PAVFinder is a Python package that detects structural variants from de novo assemblies (e.g. ABySS, Trans-ABySS). As such, it is able to analyse both genome and transcriptome assemblies:
- translocations
- inversions
- duplications
- insertions
- deletions
- simple-repeat expansions/contractions
- gene fusions
- internal tandem duplications (ITD)
- partial tandem duplications (PTD)
- small indels
- simple-repeat expansions/contractions
- skipped exons
- novel exons
- novel introns
- retained introns
- novel splice acceptors/donors
PAVFinder infers variants from non-contiguous (split or gapped) contig sequence alignments to the reference genome. Assemblies can be aligned to the reference genome (c2g
alignment) using bwa mem(genome) or gmap(transcriptome). Read support for events can be gathered by aligning reads to the assembly using bwa mem (r2c
alignment).
A pipeline that bundles the 3 analysis steps called TAP
(Transabyss-Alignment-PAVFinder) is provided to facilitate whole transcriptome analysis. TAP is also designed to be run in a targeted mode on selected genes. This requires a Bloom Filter of targeted gene sequences to be created beforehand. Whereas the full assembly of a single RNAseq library with over 100 million read pairs requires more than 24 hours to complete, a targeted assembly and analysis of a gene list (e.g. COSMIC) of several hundred can be completed within half an hour.
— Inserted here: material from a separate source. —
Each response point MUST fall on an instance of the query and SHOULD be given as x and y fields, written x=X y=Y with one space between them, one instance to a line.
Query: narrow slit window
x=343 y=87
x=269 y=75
A new pipeline named fusion-bloom
coupling PAVFinder with our latest RNA-seq assembler RNA-Bloom has been added to the repository. We demonstrated that it has higher senstivitiy and specificity than most state-of-the-art fusion callers.
TAP2
, the next version of TAP
using RNA-Bloom instead of Trans-ABySS for better transcriptome assembly, has been released.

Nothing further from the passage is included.